# Custom Decals



## ndoutdoorsman (May 13, 2004)

Does anybody know where i can get custom decals made or anywhere i can order them. I want to get some snow geese funneling to put on my trailer.


----------



## GooseBuster3 (Mar 1, 2002)

There are no decal companies that make a good snow decal, if you want to have one made go to Auto tTim and design here in Fargo.

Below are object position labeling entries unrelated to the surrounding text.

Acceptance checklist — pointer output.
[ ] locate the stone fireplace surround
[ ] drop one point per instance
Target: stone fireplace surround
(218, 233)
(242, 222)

But it will cost you some pretty $$$. I was going to get one made for the side of my trailer and it was around $280.


----------



## duckslayer (Oct 30, 2003)

www.waterfowldecals.com is probably as close as your going to get


----------



## Lvn2Hnt (Feb 22, 2005)

How far you away from Bismarck? There's a company here that might be able to do it and within a reasonable amount.


----------



## Gary Walton (Oct 5, 2005)

www.actiongraphics.net We're hunters too and will make anything you want. Give me a call. But not today, cause I'm on my way out the door for my first ND waterfowl trip. On second thought, go ahead and call the shop whenever you want, the others guys will help you out.

Gary Walton

800-450-7958


----------



## djleye (Nov 14, 2002)

I always thought a sticker that said, "Take your kids hunting and you won't have to hunt for your kids" would look good on the trailer!!!


----------



## Leo Porcello (Jul 10, 2003)

www.waterfowldecals.com and www.outdoordecals.com will do custom decals so if you have a nice snow goose picture they will put it in decal form.


----------



## nodakoutdoors.com (Feb 27, 2002)

PC, did either of them do some of yours?

The first took over a month and never did mine and the latter never returned emails so I had everything done locally for custom work.


----------



## Leo Porcello (Jul 10, 2003)

Chris Hustad said:


> PC, did either of them do some of yours?
> 
> The first took over a month and never did mine and the latter never returned emails so I had everything done locally for custom work.


waterfowldecals did mine in about a week. I just sent the customer service e-mail what I wanted and I think Shawn replied. Seemed really friendly. I have gotten decals from them for a few years and have never had a problem. I did not send a picture or anything. Just had different colors. I still need to put them on the new ride.

Outdoordecals.com (Chester) was a different story. I waited about a month and nothing so I gave him a call and he said his cutter or plotter was broke and he had just gotten the new piece and was in the process of putting it back together. I think I got my decals from him about a week or so later. Chester is a funny bug. I have e-mailed him on a few different things and never got replies. Now I just call.

Who did you use locally? I also have a guy in WI that does it. I goose hunted with him last fall. Super nice guy!!


----------



## zettler (Sep 7, 2002)

duckslayer said:


> www.waterfowldecals.com is probably as close as your going to get


Thanks for that link! They have some nice decals/stickers!


----------



## nodakoutdoors.com (Feb 27, 2002)

PorkChop said:


> Who did you use locally?


Laure's Studio - I'm always a sucker for doing business locally. They did my most recent decals and I'm really happy with them.

http://www.bannersforsale.com/


----------